Fig. 10. Pathophysiology of PI-ME/CFS.

Diagram illustrates potential mechanisms and a cascade of events that lead to the development of ME/CFS after an infection. Exposure to an infection leads to concomitant and persistent immune dysfunction and changes in gut microbiome. Immune dysfunction affects both innate and adaptive immune systems that are sex dependent. We hypothesize that these changes are driven by antigen persistence of the infectious pathogen. These immune and microbial alterations impact the brain, leading to decreased concentrations of metabolites which impacts brain function.
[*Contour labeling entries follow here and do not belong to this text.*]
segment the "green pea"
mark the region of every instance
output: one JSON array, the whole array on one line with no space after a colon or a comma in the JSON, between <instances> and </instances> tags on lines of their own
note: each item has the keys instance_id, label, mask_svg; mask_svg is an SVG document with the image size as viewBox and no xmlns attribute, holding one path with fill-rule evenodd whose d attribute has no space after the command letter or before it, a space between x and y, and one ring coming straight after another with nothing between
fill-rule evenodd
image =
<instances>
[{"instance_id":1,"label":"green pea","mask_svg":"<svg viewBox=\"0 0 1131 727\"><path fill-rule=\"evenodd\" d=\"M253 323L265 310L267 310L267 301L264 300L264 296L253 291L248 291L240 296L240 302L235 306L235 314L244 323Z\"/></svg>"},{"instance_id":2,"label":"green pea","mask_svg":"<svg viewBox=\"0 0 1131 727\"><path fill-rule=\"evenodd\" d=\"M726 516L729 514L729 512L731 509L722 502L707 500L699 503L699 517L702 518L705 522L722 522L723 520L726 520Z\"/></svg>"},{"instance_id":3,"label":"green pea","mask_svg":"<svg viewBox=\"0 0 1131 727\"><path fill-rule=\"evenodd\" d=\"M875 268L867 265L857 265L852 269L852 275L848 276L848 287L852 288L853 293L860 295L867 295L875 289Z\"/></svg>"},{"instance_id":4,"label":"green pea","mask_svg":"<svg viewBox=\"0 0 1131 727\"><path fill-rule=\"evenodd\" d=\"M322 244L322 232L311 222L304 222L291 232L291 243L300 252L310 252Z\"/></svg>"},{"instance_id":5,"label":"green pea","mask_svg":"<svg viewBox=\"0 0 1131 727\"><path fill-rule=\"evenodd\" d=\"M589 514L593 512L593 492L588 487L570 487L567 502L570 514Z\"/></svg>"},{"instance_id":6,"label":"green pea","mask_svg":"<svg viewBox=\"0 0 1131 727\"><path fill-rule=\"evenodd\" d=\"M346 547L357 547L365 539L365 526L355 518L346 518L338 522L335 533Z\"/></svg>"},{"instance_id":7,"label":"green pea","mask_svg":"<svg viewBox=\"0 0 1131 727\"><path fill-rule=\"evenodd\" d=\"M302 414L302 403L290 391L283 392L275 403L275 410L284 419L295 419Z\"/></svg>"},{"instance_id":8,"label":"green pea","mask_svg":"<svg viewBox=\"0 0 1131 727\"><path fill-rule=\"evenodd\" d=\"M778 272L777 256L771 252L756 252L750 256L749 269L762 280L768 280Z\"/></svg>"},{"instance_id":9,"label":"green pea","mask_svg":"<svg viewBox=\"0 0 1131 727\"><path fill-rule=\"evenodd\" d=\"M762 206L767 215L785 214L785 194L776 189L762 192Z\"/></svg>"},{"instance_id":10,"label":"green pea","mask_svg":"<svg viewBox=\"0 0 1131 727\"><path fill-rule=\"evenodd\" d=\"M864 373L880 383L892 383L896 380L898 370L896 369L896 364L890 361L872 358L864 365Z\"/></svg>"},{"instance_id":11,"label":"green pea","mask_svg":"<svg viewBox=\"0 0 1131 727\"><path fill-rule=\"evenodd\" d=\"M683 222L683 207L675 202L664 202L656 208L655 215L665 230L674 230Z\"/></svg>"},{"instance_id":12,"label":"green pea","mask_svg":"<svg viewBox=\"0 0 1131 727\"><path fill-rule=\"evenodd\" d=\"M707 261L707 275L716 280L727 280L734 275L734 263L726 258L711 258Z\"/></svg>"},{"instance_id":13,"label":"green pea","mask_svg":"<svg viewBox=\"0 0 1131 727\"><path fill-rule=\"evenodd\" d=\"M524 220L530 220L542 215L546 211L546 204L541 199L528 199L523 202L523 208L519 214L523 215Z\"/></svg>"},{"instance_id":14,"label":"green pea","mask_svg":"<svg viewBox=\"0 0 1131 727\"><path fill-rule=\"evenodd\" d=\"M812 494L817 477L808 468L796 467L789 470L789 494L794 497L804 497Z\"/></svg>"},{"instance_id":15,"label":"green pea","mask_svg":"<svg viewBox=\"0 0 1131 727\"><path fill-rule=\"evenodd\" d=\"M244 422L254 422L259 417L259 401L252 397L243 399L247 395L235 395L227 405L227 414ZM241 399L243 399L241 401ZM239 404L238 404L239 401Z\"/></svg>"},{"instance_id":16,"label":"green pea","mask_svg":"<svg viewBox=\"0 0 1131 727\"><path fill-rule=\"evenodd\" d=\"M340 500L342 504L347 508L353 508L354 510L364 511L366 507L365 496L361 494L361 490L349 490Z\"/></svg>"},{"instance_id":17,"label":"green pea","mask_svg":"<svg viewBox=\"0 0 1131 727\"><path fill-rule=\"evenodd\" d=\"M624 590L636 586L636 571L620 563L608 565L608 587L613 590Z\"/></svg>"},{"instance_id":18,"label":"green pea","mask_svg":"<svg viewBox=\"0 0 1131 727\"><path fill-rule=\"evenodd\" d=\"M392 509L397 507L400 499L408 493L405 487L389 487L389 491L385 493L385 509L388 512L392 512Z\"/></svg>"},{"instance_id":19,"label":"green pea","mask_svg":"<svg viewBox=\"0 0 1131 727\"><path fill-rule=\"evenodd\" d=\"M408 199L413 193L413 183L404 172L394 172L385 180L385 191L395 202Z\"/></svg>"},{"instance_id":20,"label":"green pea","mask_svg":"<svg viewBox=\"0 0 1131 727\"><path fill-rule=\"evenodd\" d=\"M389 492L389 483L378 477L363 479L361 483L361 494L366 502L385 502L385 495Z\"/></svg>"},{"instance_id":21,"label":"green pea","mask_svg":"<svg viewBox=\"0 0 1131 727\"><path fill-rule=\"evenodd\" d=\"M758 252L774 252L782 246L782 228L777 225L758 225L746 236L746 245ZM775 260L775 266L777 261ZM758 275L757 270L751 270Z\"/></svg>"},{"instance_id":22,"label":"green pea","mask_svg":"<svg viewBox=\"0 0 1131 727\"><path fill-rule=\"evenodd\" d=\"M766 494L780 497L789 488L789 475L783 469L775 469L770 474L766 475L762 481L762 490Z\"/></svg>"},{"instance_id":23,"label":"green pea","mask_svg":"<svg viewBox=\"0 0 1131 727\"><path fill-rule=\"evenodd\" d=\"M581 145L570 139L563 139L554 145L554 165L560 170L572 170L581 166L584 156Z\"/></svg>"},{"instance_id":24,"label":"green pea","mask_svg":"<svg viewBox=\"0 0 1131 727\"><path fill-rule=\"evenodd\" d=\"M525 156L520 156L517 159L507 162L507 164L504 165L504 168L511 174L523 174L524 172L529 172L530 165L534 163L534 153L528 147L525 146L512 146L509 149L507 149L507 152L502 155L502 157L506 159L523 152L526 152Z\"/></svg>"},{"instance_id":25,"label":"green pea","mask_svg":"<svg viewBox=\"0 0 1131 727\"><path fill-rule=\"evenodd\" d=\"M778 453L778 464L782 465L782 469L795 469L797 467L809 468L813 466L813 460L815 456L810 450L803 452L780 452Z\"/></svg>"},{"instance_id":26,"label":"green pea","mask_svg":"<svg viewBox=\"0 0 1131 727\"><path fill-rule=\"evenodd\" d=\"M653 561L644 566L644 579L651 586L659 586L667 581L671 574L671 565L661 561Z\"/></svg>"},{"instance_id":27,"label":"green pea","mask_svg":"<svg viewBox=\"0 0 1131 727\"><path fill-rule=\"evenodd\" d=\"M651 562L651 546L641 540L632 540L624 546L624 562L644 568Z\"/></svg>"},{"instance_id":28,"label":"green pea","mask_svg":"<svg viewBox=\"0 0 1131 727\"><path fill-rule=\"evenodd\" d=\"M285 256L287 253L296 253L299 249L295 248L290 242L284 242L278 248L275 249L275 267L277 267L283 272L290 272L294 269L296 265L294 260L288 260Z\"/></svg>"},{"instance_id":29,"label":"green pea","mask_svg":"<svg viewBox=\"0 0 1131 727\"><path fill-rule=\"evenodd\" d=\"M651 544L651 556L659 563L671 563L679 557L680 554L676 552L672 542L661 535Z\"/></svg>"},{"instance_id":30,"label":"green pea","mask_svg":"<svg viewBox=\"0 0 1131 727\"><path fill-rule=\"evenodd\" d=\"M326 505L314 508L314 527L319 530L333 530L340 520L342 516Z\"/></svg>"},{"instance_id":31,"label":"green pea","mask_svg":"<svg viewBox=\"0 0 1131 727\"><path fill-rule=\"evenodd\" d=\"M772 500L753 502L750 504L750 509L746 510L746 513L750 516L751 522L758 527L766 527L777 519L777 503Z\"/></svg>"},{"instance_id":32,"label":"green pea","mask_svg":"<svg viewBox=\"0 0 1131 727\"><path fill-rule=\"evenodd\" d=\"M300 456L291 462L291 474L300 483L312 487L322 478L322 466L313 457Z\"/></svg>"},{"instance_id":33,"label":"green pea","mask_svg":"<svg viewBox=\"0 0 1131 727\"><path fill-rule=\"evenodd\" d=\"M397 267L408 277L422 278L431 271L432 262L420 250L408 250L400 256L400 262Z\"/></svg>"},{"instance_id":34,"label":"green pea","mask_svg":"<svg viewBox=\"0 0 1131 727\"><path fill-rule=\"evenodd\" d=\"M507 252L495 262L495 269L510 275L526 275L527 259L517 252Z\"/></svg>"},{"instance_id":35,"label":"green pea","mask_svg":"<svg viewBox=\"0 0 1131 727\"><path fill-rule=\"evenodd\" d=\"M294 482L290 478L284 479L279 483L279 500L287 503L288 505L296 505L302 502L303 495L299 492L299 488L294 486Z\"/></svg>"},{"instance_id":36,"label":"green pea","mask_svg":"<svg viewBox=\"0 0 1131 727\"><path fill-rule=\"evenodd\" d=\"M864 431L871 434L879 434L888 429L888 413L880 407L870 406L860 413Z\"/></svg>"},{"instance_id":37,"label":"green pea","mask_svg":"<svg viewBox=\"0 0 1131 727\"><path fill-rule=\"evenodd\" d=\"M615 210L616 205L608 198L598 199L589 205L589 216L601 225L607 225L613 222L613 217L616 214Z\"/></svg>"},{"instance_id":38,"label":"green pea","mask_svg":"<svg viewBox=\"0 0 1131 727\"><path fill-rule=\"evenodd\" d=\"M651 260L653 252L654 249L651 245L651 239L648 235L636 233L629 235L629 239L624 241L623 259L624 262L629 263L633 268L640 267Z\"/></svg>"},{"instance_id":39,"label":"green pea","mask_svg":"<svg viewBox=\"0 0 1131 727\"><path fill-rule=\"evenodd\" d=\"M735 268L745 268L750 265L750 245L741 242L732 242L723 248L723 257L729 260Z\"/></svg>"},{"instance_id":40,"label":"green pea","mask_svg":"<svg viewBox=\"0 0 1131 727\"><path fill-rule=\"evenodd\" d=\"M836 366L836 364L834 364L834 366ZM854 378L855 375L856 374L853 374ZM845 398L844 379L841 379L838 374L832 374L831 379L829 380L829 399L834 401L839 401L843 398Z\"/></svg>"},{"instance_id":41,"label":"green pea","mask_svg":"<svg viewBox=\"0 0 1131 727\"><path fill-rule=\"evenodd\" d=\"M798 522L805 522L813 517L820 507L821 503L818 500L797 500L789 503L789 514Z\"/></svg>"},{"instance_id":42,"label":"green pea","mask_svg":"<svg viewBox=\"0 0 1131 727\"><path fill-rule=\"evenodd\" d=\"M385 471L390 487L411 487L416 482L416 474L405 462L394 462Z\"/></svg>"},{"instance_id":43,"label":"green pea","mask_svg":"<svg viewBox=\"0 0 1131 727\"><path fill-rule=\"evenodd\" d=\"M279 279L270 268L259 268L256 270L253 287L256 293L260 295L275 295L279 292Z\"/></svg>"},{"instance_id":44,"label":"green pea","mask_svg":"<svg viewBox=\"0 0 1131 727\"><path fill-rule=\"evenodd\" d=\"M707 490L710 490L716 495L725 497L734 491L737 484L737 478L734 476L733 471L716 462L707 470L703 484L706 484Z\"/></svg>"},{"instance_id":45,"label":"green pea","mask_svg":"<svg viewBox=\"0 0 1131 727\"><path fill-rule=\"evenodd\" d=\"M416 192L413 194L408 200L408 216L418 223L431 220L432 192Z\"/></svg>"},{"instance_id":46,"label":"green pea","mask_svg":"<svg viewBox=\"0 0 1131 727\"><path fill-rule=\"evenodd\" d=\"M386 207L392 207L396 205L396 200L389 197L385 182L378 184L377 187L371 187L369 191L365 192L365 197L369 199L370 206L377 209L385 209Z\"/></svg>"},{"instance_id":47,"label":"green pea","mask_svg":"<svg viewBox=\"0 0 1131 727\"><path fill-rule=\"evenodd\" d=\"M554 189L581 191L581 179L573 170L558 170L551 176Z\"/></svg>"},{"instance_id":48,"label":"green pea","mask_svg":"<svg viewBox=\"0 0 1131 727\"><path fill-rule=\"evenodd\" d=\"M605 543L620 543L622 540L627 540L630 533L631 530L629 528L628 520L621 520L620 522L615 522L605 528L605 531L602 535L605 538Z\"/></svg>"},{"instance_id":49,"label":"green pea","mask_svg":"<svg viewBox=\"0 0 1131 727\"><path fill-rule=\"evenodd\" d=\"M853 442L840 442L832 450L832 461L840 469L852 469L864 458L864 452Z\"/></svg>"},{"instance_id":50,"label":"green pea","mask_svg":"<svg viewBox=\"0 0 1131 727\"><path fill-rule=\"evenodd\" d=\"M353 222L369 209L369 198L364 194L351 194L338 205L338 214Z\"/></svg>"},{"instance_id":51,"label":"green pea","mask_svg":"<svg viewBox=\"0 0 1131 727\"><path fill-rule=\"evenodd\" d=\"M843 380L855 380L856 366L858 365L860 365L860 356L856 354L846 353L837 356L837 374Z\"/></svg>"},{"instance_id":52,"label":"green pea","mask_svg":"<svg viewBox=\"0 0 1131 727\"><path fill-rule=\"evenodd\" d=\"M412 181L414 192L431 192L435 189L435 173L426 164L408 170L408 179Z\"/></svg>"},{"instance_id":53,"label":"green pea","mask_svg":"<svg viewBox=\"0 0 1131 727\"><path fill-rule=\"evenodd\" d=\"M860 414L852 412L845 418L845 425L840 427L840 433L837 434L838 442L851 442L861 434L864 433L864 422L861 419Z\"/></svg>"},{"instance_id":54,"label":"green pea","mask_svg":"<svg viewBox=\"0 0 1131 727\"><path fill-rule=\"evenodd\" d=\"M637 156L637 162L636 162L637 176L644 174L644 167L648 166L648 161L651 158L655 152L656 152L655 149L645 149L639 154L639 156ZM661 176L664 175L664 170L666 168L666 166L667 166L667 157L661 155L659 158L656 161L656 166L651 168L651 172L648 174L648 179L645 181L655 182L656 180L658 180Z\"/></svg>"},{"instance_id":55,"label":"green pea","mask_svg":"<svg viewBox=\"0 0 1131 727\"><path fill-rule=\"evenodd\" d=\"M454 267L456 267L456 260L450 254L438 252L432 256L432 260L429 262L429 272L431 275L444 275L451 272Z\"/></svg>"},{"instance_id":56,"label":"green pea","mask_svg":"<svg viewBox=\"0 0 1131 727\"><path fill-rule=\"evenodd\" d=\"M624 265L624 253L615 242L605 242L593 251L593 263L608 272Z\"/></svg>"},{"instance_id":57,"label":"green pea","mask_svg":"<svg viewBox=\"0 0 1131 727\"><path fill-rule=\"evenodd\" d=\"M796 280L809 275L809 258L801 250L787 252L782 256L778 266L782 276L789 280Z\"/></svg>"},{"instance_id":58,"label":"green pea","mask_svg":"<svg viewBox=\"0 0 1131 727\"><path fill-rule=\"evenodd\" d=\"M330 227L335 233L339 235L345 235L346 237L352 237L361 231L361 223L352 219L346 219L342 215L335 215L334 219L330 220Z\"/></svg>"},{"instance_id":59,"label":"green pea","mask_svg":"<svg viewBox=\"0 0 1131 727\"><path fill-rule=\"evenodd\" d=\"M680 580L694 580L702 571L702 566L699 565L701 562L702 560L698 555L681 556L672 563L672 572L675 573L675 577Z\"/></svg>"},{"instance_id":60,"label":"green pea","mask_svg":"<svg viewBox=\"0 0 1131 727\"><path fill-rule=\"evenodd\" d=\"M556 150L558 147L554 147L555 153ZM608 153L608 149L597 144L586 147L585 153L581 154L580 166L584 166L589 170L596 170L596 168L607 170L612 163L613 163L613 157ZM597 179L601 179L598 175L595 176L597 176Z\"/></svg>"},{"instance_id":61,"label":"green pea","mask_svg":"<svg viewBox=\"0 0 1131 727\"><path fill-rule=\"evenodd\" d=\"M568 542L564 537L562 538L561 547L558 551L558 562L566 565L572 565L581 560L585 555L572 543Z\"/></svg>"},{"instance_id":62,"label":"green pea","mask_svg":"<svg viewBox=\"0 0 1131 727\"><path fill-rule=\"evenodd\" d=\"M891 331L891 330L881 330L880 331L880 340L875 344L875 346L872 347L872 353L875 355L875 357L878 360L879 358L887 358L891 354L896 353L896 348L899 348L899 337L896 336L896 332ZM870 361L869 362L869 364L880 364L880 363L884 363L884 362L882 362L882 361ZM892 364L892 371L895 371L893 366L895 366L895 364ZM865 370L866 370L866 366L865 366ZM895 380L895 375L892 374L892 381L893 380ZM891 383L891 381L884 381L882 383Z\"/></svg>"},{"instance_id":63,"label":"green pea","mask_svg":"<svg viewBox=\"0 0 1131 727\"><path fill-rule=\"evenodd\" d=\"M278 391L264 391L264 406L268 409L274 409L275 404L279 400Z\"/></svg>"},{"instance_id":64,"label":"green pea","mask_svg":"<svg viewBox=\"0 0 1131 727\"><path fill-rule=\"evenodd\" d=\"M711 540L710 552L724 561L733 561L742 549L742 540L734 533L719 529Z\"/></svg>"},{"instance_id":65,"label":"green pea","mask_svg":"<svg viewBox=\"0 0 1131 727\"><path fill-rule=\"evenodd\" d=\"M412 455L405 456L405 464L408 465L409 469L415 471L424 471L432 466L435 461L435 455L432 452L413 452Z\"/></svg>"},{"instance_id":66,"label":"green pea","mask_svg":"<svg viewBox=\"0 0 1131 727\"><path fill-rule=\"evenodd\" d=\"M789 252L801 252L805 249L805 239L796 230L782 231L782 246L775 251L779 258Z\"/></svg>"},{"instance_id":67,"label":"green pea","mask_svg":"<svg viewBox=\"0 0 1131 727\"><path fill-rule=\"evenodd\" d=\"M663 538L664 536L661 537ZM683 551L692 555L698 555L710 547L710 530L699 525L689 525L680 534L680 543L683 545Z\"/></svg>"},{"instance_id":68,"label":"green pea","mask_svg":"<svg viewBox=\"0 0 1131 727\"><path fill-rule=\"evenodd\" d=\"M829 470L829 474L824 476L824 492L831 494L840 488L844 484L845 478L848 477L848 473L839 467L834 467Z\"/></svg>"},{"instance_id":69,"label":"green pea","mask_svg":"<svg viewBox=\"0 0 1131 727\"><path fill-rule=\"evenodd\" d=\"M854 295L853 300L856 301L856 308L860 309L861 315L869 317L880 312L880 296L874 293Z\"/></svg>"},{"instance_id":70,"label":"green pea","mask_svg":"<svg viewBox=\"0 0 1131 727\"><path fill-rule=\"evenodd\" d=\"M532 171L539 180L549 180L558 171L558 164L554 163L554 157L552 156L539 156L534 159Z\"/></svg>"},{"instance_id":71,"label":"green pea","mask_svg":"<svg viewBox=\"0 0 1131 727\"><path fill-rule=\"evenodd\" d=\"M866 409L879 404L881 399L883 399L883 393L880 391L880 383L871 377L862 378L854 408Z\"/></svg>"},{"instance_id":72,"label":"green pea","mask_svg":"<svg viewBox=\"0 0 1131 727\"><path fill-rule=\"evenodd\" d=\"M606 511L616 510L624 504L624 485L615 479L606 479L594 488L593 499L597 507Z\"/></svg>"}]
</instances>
The catecholamine nuclei release lower levels of catechols, which impacts the autonomic nervous system and manifests with decreased heart rate variability and decreased baroreflex cardiovascular function, with downstream effects on cardiopulmonary capacity. Altered hypothalamic function leads to decreased activation of the temporoparietal junction during motor tasks, suggesting a failure of the integrative brain regions necessary to drive the motor cortex. This decreased brain activity is experienced as physical and psychological symptoms and impacts effort preferences, leading to decreased engagement of the motor system and decreases in maintaining force output during motor tasks. Both the autonomic and central motor dysfunction result in a reduction in physical activity. With time, the reduction in physical activity leads to muscular and cardiovascular deconditioning, and functional disability. All these features make up the PI-ME/CFS phenotype.